Ugandan Government Discovers Evidence Of Gay Conspiracy
The anti-gay Ugandan government, and especially its jabbering homophobe-in-chief, Ethics and Integrity Minister Simon Lokodo, are excited to report that they've found proof of a homosexual conspiracy to overturn the moral order in Uganda and promote gay sex in the Ugandan media. From The Kampala Observer:
The government says it has intercepted minutes of a recent meeting that discussed wide-ranging strategies on how to promote the rights of lesbian, gay, bisexual and transgender (LGBT) people in Uganda.
These strategies include how to raise funds and recruit 'friendly' journalists into the cause of fighting for homosexual rights in Uganda. Some sources have told The Observer that security operatives infiltrated gay groups and managed to get a document containing minutes of the meeting.
The unsigned document, a copy of which we have seen, names 41 people, from 23 NGOs, as having attended the meeting on May 4, 2012, under the coordination of the Civil Society Coalition on Human Rights and Constitutional Law ...
Not incidentally, Andy reported earlier this month on a raid of a meeting of LGBT rights activists meeting in Kampala. It's unclear if Mr. Lokodo's document was obtained during that operation.
Mr. Lokodo, a former Roman Catholic priest, is now doing his best to ensure that the 23 NGOs named in the document are banned from doing business in Uganda:
... he said he had passed the list of the NGOs to the Internal Affairs minister to get all of them deregistered, as they were engaging in an illegal activity. Lokodo told journalists that the NGOs were receiving support from abroad and "recruiting" young children into the vice.

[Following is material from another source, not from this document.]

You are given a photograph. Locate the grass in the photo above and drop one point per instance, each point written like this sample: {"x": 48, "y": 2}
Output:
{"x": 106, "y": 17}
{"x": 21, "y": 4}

Mr. Lokodo says he believes the recovered document will be an important component of his case to revive the punitive anti-gay bill introduced three years ago by MP David Bahati, and which has been languishing in the parliament ever since. The bill originally instituted the death penalty for those convicted of repeat homosexual relations, but the punishment has been amended to life imprisonment.
The Washington Times, the Moonie paper, points out that the recent intensity of anti-gay sentiment in Uganda provides a useful distraction from the rolling public disaster that is the government of President Yowery Museveni:
The move to ban the NGOs comes amid sharply declining support for the government and power struggles within the administration.
An Afrobarometer poll in March found that Ugandans’ approval of President Yoweri Museveni’s government had fallen to 26 percent, from 64 percent in January 2011.
Meanwhile, news outlets reported last week that Speaker of Parliament Rebecca Kadaga and Prime Minister Amama Mbabazi are angling to unseat the 68-year-old president, who has been in power for 26 years.
“This campaign against sexual minorities is meant to shift attention from the challenges this country is facing and the issues affecting day-to-day lives,” said Hassan Shire, executive director of the East and Horn of Africa Human Rights Defenders Project.
NGOs have become more vocal and critical amid the government’s increasing reliance on patronage to retain power, massive unemployment, crumbling infrastructure and violent crackdowns on journalists and activists.
It's worth noting that President Museveni has expressed disapproval of the anti-gay bill, though only after initially endorsing it.